#Gardening and Agriculture #Permaculture #Regenerative Agriculture
Doug Fogelson
Solutions to some of the massive shifts happening on our shared planet include practical and hopeful movements currently underway that can extend the longevity of ecosystems (and therefore the communities depending on them).
Permaculture is an integrated natural approach to agriculture, preservation of wild spaces, designing resilient communities, and other management issues that are derived from “whole-systems thinking.” It consists of three ethics: Care of the Earth, Care of the People, and Setting Limits to Population and Consumption. Permaculture is always specific to the local region and derives its solutions from the natural patterns found there, designing the human use of the environment in a system of zones and making it easier for nature to thrive in the process.
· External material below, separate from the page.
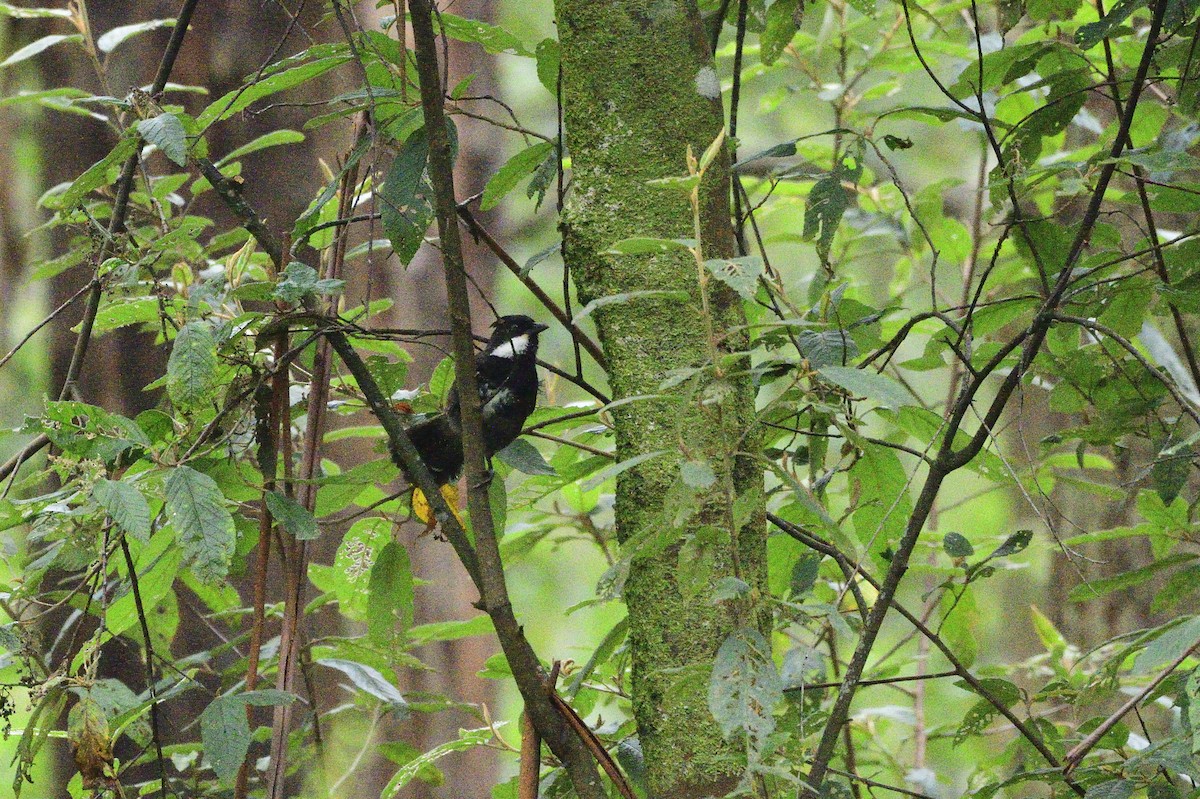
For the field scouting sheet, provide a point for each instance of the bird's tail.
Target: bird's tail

Sustainable solutions for the use of land and water, such as Restorative Agriculture, grazing, composting, and forestry, follow nature’s lead for a more harmonious approach to human survival. There is a marked difference in farming that employs the principles of permaculture including restorative agriculture compared to those that use fertilizers or pesticides (that run off into the water sources).
Regenerative/Restorative agriculture focuses on the long-term health of the soil over the short-term yield of the crops, building biodiversity, and using a rotating or moving system to graze livestock in a beneficial way for both land and animals. The same principles can be applied to bodies of water as well, such as regenerating marine habitats that are beneficial for kelp, micro-algae, and fish species.
According to the Rodale institute, a worldwide transition to regenerative agriculture could sequester more than 100% of the CO2 currently emitted by people.